For a respected organisation such as the Royal (Dick) School of Veterinary Studies to make a statement of fact - "the origin of the squirrelpox virus in red squirrels is the introduced American grey squirrel" - when it is merely an inconclusive theory, strikes me as being sloppy science or a desire to mislead the general public in support of the present hate campaign being waged against grey squirrels.

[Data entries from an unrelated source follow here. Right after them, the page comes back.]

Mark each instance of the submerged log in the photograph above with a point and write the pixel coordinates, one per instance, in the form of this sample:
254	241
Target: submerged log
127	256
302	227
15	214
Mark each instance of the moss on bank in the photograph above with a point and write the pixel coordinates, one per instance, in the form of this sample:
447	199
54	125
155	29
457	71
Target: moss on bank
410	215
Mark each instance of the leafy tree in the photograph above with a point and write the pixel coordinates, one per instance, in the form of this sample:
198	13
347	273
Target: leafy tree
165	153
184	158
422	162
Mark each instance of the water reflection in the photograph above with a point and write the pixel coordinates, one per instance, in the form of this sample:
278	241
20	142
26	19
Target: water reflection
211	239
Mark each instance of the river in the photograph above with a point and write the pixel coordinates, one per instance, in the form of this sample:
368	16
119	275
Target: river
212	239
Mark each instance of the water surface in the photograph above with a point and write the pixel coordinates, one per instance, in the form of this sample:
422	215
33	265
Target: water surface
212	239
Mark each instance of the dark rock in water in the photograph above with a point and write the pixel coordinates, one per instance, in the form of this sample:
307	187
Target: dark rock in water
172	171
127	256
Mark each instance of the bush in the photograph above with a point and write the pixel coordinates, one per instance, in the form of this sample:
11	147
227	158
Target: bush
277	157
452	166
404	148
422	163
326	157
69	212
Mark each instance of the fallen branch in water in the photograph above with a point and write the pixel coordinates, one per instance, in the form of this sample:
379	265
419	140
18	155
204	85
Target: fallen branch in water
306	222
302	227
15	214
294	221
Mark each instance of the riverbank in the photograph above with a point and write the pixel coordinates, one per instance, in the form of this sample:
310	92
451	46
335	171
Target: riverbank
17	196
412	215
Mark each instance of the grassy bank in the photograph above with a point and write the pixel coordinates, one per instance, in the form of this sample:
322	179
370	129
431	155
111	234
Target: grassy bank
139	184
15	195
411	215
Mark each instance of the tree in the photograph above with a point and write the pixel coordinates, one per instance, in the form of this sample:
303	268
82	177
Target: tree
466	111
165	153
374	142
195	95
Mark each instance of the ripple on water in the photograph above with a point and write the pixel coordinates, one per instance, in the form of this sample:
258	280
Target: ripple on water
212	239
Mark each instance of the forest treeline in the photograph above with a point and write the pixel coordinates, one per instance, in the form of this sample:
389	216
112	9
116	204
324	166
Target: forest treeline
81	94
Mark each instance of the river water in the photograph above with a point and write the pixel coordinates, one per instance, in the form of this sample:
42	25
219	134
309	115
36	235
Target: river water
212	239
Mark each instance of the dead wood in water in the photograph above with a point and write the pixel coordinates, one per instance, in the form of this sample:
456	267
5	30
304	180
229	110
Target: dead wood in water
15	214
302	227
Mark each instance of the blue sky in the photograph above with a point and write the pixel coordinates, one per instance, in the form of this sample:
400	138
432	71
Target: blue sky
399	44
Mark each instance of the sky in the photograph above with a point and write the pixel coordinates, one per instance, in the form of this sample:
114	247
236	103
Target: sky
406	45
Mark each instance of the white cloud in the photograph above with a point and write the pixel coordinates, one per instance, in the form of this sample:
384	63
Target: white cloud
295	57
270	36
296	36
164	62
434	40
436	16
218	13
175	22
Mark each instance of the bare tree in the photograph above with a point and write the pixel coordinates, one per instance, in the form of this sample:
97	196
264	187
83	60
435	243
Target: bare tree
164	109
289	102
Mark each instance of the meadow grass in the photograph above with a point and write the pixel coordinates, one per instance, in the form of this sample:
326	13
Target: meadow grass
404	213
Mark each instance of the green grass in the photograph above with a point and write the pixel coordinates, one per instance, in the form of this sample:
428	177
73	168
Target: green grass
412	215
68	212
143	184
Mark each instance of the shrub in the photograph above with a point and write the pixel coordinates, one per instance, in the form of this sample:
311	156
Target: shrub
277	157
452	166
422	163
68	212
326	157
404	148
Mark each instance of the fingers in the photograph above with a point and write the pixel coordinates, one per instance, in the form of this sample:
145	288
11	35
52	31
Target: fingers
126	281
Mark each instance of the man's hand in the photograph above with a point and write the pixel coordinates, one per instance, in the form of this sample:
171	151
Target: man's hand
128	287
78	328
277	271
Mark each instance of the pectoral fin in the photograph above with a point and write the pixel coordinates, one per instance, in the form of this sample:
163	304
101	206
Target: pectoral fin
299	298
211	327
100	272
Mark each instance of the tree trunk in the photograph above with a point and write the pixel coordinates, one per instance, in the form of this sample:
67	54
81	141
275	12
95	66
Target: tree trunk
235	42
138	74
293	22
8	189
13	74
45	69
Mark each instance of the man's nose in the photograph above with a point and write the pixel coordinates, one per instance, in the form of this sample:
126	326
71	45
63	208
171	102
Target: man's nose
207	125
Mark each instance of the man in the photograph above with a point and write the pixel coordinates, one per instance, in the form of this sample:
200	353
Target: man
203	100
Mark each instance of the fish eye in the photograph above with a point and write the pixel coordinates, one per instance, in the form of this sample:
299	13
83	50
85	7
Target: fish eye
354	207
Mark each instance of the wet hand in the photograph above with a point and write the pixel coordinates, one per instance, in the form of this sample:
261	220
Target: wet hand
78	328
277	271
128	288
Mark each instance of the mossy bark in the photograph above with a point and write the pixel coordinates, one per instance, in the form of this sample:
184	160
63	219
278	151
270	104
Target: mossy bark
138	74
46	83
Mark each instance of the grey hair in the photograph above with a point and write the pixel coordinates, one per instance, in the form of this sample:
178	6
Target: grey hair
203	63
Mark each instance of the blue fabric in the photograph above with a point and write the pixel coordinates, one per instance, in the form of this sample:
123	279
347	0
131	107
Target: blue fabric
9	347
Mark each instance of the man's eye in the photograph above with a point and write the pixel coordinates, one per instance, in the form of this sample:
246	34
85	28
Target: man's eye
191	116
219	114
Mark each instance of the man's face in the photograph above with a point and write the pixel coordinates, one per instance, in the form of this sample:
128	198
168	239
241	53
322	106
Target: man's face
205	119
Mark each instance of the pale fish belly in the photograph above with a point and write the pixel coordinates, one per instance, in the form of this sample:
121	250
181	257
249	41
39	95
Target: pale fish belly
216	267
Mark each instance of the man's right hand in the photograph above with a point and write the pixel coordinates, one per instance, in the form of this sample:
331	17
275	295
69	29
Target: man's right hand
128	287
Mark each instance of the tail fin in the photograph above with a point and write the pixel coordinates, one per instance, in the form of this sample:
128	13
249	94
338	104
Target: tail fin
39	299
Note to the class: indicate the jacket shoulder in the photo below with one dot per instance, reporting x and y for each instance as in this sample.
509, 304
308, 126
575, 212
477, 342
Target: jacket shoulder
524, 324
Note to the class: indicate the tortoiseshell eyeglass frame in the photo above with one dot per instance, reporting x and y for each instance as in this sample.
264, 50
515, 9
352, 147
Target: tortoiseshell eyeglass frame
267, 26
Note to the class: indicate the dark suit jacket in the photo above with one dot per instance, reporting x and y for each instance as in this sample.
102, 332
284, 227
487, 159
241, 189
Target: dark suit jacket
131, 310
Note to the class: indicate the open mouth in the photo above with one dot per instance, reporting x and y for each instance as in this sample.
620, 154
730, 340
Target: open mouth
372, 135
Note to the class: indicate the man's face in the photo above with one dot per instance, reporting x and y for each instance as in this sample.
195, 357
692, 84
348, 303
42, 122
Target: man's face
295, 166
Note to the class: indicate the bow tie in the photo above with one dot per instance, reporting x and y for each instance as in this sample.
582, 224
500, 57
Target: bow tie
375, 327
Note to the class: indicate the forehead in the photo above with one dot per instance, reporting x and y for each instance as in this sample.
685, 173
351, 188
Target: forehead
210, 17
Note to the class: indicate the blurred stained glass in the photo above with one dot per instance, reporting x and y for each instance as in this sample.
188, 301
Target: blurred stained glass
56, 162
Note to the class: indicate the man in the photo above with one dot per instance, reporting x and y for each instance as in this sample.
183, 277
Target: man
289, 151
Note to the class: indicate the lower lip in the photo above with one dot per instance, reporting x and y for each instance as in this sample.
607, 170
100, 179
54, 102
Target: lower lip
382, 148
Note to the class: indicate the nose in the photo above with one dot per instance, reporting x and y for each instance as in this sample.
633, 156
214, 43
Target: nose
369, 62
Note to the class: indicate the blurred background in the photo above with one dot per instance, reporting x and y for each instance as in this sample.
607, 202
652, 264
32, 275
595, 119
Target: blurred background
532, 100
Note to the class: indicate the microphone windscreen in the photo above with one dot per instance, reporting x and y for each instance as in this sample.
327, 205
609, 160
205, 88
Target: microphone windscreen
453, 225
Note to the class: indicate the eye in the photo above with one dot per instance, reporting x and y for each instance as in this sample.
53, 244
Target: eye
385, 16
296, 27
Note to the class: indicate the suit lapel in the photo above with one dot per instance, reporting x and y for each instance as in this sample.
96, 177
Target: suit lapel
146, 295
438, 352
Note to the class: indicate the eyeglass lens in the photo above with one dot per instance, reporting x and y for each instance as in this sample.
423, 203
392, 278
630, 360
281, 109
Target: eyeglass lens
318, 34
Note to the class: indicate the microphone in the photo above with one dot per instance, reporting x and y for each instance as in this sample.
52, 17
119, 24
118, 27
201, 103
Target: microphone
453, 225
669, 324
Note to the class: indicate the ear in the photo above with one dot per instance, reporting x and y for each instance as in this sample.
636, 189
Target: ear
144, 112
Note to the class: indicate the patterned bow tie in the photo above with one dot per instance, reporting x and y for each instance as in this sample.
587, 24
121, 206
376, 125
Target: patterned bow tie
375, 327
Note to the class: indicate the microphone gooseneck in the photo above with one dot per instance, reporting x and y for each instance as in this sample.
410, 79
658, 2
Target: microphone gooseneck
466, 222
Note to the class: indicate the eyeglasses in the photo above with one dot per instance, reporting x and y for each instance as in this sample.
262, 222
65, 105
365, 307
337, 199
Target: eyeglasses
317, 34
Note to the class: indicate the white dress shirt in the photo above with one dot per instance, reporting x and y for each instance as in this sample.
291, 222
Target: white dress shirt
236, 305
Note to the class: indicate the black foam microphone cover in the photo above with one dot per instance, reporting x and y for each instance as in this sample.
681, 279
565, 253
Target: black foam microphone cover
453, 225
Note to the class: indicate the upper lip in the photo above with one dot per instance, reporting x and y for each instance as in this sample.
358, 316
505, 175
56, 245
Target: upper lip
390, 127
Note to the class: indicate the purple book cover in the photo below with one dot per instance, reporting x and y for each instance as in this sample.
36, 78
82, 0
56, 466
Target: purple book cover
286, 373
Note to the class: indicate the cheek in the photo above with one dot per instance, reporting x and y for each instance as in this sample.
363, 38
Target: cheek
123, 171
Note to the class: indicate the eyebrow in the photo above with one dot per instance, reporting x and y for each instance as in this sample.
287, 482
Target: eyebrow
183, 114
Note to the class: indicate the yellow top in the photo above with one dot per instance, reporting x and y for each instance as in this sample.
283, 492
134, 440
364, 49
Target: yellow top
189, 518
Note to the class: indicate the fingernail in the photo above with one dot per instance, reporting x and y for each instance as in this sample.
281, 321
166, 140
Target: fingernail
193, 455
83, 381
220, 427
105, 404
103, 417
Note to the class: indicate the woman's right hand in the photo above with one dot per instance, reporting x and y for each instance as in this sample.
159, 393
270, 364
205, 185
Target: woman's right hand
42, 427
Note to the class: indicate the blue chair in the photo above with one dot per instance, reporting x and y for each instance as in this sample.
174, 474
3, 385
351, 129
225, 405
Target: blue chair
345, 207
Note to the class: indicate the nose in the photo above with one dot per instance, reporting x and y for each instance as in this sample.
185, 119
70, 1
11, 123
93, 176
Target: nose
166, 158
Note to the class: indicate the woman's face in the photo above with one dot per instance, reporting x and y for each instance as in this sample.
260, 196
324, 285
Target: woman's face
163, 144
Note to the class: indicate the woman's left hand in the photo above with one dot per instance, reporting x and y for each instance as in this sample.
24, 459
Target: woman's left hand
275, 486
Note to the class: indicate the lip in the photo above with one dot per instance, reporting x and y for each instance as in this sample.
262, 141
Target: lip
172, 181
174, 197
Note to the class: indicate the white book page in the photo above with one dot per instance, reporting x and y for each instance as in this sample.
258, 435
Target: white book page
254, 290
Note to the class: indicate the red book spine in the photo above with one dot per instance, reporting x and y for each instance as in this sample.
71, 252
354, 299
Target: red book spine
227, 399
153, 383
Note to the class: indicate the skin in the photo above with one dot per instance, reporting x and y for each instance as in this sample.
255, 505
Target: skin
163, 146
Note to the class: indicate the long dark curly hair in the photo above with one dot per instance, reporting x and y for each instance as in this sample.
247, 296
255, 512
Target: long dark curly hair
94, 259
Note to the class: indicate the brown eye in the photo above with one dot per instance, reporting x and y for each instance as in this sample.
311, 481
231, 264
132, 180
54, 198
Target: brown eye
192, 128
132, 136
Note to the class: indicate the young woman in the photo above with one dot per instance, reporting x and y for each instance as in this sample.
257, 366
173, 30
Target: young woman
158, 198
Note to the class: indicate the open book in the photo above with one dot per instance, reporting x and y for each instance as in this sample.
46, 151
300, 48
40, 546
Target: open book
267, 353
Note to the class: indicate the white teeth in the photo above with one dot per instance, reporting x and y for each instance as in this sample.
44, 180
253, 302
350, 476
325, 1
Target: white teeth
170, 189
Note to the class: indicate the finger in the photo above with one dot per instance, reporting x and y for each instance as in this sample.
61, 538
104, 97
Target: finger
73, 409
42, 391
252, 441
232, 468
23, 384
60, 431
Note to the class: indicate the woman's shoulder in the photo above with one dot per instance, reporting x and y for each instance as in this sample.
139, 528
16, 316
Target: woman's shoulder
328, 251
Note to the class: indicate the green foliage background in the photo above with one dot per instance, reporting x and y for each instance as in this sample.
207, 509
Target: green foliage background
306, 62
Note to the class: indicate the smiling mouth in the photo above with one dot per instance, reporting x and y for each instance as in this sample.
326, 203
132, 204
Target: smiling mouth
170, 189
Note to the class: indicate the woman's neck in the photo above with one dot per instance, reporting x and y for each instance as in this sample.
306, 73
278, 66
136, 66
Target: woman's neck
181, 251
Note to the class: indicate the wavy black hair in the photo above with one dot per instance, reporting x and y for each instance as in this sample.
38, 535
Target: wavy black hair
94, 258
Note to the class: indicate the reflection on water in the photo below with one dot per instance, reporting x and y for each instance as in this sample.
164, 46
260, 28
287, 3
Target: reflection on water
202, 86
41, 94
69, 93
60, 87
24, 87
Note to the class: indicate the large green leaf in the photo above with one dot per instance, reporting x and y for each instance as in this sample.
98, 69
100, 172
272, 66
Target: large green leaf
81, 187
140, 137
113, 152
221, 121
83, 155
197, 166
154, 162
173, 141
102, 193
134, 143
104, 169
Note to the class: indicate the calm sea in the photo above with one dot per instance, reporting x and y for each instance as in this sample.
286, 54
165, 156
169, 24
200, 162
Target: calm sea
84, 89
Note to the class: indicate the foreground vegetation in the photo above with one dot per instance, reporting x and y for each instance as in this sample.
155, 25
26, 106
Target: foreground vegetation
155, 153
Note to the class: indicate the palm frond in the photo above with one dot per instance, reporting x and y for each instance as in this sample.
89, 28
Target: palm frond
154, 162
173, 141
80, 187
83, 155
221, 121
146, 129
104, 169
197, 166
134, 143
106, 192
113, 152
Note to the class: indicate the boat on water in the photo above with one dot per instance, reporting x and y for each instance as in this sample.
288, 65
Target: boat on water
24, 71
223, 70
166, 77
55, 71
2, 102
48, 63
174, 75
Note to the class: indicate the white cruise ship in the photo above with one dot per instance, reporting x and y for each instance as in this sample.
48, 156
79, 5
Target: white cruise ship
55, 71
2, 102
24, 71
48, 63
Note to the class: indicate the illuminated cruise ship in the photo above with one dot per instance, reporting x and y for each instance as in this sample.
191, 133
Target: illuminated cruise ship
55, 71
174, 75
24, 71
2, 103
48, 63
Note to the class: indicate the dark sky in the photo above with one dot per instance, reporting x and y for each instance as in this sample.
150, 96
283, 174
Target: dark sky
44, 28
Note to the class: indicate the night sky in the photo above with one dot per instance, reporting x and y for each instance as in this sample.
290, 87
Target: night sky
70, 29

With regard to the McInnes et al paper,

  1. I do not dispute that the SQPV virus has been identified as different from the earlier classification as a parapoxvirus. This has been common knowledge for some time.
  2. It is not true for them to say, “outbreaks of pox-like disease in red squirrels were not reported until after the introduction of the grey squirrel from America.” when forty districts in England had red squirrels with pox-like disease before there was any contact with greys.
  3. It is also very interesting that they acknowledge the possibility that the virus is endemic to the UK and that other rodent species inhabiting the same woodland environment could be harbouring the virus. This opens up a whole new avenue of thought.
  4. The fact that pox-like disease was endemic in the red squirrel population before contact with greys shows the paucity of the claim that greys are responsible.
  5. SQPV found in greys in America proves nothing. They could have been contact with any number of rodents that have had the disease.

It is my understanding that the presence of antibodies in a grey squirrel merely shows they have been in contact with some infected animal and does not necessarily mean they are carriers but merely that they have the ability to fend off the disease. Could you please confirm that this is the case.

I would also be very grateful if you could answer the points in my email of 19 March.

I’m sure neither you nor I would wish to be convicted and executed on the sort of evidence that is currently found against grey squirrels.

Yours sincerely

Angus Macmillan


We haven't had any further response from Ms Meredith. If she ever does reply, we will of course post it here.